Lose weight with less effort by understanding the difference between hunger and appetite. These tips will help you adopt a healthy diet without feeling deprived.
Getting in Touch with Your Hunger Signals
Babies and animals respond naturally to their hunger signals, but many adults have become rusty. Learn how to listen to your body again.
1. Practice moderation. Schedule meals and snacks for times when you’re a little hungry, but not ravenous. That’s likely to be when your stomach is starting to growl, but before you get dizzy or weak.
2. Check in. Knowing when to stop eating is equally important. Pause midway through your meal to assess if you’re full yet. Move away from the table before you feel stuffed.
3. Manage stress. Being able to relax boosts your health in many ways, including your capacity to recognize true hunger. Take up meditation or needle work.
4. Slow down. It can take as much as 20 minutes for your brain to sense that your stomach is full. Put your fork down between bites. Chew your food thoroughly. Wait before taking a second helping.
5. Eat mindfully. Reduce distractions. Sit down. Turn off the TV and your phone. Pay attention to your meal. Enjoy its appearance, texture, aromas, and flavors.
Taming Your Appetite
A healthy appetite helps you get essential nutrients that keep you strong. A little fine tuning will protect you from being a picky eater or overindulging.
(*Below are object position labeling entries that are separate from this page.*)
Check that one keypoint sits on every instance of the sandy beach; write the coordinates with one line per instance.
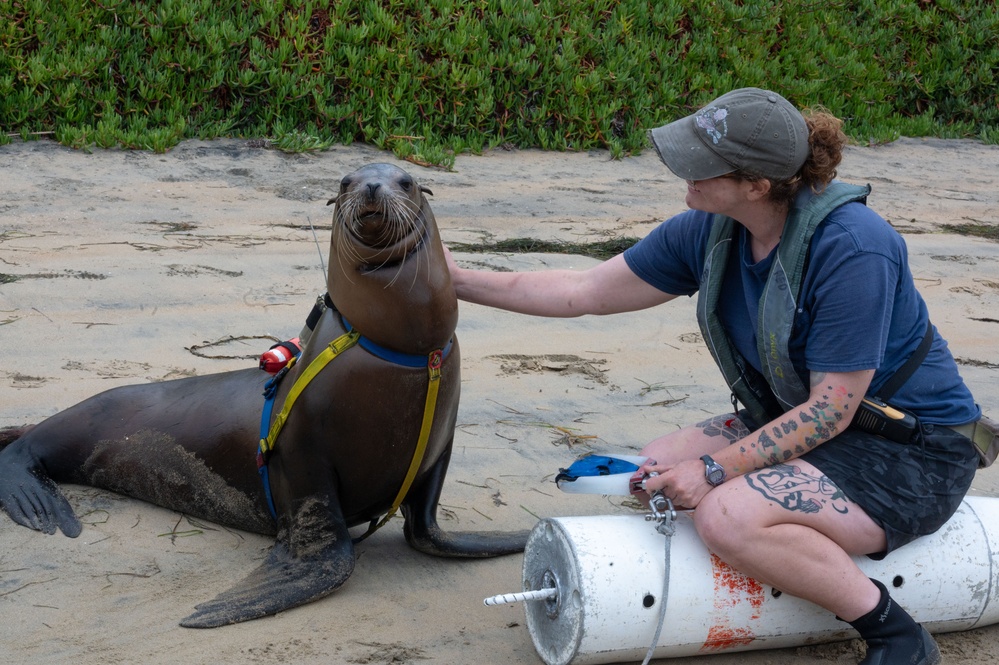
(126, 267)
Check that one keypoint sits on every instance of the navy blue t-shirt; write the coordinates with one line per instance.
(858, 309)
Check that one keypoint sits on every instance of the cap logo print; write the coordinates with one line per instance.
(712, 121)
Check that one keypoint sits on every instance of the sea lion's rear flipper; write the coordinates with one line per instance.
(311, 559)
(425, 535)
(30, 497)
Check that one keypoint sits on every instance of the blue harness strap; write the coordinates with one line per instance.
(268, 438)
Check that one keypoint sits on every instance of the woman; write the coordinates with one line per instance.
(784, 489)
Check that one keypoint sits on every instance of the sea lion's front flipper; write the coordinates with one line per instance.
(30, 497)
(425, 535)
(312, 558)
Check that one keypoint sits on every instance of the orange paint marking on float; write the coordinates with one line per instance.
(594, 589)
(732, 589)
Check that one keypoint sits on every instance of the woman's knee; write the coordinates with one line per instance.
(721, 522)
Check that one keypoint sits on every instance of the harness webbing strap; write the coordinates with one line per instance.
(333, 349)
(268, 436)
(434, 361)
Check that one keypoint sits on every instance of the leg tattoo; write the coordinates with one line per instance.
(728, 426)
(796, 490)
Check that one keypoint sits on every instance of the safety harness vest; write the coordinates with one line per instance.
(778, 388)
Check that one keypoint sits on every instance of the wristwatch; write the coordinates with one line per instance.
(713, 471)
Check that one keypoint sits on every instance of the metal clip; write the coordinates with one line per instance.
(662, 508)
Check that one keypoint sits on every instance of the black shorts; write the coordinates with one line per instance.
(908, 489)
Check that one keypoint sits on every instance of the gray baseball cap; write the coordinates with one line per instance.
(751, 130)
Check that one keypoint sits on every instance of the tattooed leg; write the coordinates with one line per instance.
(728, 426)
(794, 489)
(705, 438)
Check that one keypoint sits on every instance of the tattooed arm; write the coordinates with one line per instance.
(829, 409)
1. Wait 10 minutes. Pause before diving into a bowl of tortilla chips. It takes about 10 minutes for a craving to pass. If you’re still hungry, make yourself a salad and sprinkle a couple of crushed chips on top.
2. Reduce your portions. Oversized restaurant helpings are so common they may seem like the norm. Just because it’s on the plate doesn’t mean you have to eat it all. Take part of your meal and put it in a take home container. You’ll probably be just as happy eating half a sandwich.
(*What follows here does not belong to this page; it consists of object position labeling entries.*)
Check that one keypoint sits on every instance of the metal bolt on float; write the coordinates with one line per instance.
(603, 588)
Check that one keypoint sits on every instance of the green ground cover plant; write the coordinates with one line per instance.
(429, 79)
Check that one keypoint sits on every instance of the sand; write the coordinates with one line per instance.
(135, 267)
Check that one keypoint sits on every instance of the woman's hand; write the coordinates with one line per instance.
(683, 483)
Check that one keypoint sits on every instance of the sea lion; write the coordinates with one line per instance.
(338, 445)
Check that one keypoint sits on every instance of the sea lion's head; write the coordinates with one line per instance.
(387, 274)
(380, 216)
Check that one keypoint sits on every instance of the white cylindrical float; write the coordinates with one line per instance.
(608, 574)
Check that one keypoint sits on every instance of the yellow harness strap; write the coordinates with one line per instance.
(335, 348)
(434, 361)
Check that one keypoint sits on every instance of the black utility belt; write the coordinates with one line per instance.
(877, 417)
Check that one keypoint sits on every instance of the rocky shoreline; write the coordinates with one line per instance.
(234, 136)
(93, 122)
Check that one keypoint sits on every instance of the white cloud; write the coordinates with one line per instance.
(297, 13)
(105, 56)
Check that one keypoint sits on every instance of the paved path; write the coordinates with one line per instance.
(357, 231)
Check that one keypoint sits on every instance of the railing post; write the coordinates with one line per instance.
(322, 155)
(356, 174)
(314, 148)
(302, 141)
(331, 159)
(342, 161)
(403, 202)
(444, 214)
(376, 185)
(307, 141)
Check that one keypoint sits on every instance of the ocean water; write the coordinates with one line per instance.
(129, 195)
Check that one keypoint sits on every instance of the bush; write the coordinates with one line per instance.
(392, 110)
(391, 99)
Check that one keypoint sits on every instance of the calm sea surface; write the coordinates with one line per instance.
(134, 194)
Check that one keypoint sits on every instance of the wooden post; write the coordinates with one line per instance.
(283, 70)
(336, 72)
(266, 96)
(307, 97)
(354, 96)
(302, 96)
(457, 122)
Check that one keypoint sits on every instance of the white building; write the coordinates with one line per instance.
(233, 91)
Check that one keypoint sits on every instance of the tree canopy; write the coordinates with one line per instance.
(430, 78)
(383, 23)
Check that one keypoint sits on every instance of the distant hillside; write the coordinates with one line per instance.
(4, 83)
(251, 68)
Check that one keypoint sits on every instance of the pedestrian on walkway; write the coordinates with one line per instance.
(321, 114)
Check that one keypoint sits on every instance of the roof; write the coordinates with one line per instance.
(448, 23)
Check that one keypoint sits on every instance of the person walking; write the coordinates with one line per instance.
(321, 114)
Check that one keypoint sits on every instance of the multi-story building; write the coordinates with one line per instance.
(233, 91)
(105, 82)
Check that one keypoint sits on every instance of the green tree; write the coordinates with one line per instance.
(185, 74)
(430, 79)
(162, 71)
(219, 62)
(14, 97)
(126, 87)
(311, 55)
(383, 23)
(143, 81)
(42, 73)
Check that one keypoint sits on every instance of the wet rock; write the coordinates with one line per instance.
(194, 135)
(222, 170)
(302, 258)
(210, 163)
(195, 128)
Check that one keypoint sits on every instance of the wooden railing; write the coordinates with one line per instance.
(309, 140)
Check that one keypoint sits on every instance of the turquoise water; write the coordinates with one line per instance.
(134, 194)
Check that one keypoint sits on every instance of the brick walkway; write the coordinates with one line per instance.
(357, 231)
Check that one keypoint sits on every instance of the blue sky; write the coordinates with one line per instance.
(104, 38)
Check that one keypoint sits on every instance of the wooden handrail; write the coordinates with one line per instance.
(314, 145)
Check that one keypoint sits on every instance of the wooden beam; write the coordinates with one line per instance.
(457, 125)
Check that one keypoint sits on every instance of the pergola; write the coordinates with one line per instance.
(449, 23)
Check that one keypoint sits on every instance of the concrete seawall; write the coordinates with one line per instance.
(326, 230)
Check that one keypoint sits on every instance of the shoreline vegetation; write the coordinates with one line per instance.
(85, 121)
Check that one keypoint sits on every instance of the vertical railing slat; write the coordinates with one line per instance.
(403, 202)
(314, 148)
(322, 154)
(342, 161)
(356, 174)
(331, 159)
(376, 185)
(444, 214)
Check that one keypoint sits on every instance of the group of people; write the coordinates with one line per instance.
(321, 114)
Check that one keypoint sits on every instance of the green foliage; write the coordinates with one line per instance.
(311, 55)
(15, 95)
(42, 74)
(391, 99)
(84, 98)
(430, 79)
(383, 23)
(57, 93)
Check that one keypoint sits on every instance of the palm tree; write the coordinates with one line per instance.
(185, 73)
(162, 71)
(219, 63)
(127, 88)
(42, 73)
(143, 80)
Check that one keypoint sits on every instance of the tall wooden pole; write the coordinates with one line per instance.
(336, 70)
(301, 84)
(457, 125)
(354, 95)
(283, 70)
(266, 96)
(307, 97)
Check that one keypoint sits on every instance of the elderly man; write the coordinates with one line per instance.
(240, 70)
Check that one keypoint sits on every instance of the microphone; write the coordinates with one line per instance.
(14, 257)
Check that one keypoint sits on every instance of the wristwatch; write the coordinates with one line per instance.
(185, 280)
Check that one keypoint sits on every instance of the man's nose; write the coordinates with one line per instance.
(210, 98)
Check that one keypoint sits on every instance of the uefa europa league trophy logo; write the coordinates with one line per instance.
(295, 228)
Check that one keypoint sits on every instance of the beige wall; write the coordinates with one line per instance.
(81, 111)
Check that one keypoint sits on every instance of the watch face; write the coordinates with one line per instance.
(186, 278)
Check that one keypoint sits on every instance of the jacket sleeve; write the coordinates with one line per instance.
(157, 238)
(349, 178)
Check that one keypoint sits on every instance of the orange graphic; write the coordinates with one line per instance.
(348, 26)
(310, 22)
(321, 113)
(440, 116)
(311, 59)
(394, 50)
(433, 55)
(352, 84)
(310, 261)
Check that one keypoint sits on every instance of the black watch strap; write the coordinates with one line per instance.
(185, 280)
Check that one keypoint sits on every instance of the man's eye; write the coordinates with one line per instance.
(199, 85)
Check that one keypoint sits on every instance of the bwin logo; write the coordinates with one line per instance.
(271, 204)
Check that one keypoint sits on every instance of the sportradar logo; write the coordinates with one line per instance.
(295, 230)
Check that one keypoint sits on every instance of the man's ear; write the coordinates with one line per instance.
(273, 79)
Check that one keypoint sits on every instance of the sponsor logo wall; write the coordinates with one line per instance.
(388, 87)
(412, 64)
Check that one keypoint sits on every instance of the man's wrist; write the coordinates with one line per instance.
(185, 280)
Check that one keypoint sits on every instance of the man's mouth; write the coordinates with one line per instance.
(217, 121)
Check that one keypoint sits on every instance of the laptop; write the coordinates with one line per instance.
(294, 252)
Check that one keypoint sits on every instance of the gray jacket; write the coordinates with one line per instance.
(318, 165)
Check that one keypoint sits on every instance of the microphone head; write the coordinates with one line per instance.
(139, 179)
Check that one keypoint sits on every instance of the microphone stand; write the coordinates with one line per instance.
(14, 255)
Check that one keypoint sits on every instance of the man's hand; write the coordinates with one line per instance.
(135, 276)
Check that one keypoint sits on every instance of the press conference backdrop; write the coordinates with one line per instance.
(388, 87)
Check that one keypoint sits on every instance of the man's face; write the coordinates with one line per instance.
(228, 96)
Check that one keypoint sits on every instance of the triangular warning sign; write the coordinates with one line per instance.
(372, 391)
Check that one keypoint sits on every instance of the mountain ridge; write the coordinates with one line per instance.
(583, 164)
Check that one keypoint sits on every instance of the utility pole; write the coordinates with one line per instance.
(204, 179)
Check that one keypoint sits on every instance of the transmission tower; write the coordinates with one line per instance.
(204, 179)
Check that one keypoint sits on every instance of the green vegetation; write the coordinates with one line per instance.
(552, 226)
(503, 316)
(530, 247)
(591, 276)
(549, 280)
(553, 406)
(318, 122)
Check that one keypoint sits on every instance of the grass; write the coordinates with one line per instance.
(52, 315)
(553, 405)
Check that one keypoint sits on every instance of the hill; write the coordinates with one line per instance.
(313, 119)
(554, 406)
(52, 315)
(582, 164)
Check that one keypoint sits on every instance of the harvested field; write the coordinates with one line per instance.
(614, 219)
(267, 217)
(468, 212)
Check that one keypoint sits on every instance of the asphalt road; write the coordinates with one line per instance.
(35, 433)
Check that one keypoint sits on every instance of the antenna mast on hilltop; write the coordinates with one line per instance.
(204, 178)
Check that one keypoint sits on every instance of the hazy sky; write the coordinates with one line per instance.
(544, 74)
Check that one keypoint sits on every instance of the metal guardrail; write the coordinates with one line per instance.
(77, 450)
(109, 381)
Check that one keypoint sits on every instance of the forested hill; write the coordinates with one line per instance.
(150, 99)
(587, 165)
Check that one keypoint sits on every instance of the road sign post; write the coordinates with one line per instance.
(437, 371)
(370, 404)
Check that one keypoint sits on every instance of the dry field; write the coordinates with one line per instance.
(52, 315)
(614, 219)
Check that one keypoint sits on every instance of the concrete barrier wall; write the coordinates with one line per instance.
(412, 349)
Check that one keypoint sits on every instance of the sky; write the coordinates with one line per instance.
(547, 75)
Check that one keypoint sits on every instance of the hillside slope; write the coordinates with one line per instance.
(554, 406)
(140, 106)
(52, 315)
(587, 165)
3. Focus on volume. Foods high in fiber, water, and air allow you to eat bigger servings with fewer calories. Eat more beans and green vegetables. Sip broth or have a salad before your main course. Then it will be even easier to only eat part of your actual meal.
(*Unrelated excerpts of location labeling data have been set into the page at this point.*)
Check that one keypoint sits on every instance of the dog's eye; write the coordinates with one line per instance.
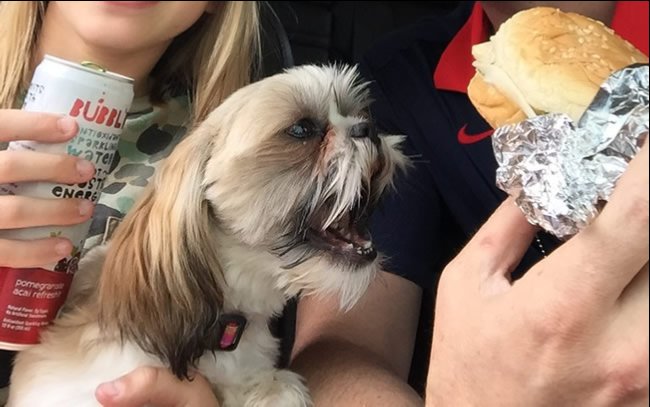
(303, 128)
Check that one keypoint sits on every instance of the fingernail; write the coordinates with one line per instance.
(66, 125)
(85, 207)
(111, 389)
(85, 168)
(63, 248)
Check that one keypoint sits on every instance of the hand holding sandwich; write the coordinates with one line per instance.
(574, 330)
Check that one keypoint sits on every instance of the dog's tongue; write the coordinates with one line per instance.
(348, 232)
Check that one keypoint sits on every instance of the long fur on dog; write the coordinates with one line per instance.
(267, 199)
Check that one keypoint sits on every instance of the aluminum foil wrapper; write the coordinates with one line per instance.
(559, 172)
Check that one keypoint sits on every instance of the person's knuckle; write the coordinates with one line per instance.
(9, 210)
(43, 123)
(8, 164)
(628, 377)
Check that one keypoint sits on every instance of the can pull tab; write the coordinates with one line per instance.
(92, 65)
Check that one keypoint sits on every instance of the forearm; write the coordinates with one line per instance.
(340, 373)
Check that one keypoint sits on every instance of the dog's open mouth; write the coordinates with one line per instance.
(348, 237)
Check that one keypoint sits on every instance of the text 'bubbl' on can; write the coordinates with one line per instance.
(30, 298)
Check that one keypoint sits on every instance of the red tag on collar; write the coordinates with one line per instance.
(231, 328)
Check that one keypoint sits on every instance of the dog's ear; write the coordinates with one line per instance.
(161, 280)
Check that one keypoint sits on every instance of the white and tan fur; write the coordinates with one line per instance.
(219, 230)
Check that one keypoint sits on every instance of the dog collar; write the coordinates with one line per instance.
(231, 328)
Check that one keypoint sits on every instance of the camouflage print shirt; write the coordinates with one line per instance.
(150, 133)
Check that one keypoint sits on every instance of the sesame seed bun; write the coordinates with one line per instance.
(543, 60)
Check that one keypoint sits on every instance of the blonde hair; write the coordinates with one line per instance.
(215, 57)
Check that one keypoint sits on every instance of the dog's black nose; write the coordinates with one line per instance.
(363, 130)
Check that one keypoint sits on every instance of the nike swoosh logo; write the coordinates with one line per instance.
(464, 138)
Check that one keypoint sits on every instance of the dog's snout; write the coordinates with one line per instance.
(363, 130)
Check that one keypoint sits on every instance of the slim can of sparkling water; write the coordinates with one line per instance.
(30, 298)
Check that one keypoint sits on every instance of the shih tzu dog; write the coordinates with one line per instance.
(268, 198)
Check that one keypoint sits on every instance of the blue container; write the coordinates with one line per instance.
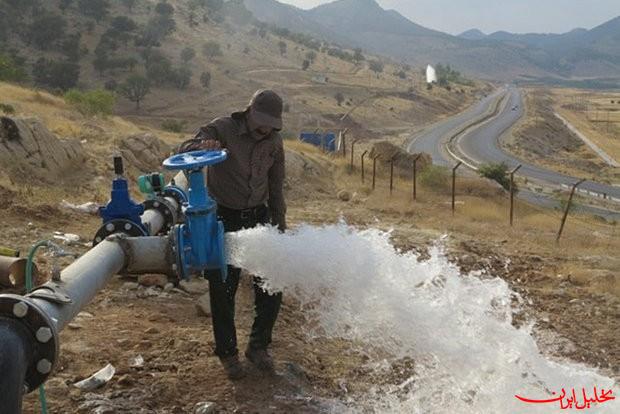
(325, 141)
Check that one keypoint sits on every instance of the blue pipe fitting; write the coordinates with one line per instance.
(199, 242)
(121, 206)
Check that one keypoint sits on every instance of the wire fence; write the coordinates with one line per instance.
(396, 181)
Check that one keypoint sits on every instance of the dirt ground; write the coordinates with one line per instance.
(565, 287)
(543, 139)
(180, 370)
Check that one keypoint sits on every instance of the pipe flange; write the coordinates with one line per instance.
(44, 337)
(176, 193)
(167, 211)
(119, 226)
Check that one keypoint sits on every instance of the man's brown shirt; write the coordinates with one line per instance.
(253, 173)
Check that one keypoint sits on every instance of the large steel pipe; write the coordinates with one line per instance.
(147, 255)
(15, 357)
(30, 324)
(79, 282)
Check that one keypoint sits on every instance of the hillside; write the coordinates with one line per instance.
(205, 59)
(316, 371)
(503, 56)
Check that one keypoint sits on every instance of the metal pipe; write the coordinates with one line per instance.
(12, 271)
(15, 357)
(80, 282)
(147, 255)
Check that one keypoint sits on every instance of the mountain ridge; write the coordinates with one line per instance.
(500, 55)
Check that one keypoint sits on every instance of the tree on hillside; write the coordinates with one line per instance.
(215, 5)
(181, 77)
(65, 4)
(188, 54)
(376, 66)
(164, 9)
(212, 49)
(10, 70)
(339, 98)
(156, 30)
(159, 71)
(129, 4)
(97, 9)
(70, 47)
(135, 88)
(205, 79)
(54, 74)
(358, 56)
(123, 24)
(46, 30)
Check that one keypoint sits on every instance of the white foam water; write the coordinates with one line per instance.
(456, 327)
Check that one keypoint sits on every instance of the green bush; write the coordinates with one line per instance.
(496, 172)
(10, 70)
(434, 176)
(95, 102)
(7, 108)
(172, 125)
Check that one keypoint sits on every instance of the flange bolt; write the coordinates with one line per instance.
(20, 309)
(44, 334)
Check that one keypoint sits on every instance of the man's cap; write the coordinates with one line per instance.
(266, 108)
4. Add in lean proteins. Lean proteins are especially effective at fighting cravings. Plan your menu around meat, dairy products, fish, beans, and eggs.
5. Exercise regularly. Physical activity suppresses appetite. Try working out first thing in the morning and shortly before meals.
6. Sleep well. Good quality sleep and rest also boost your will power. Whenever possible, go to bed and rise at about the same time each day and night. Take a nap if you miss out on overnight slumber.
7. Drink fluids. It’s easy to mistake thirst for hunger. Staying hydrated will make junk food less tempting. Carry a water bottle around with you and keep a pitcher and glass on your bedroom night stand.
8. Consult your doctor. Certain medications can interfere with your appetite. Discuss any questions or concerns about appetite with your doctor.
Eat when you’re hungry and take control of your appetite. You’ll have a better relationship with food when you know how to respond to hunger and appetite signals.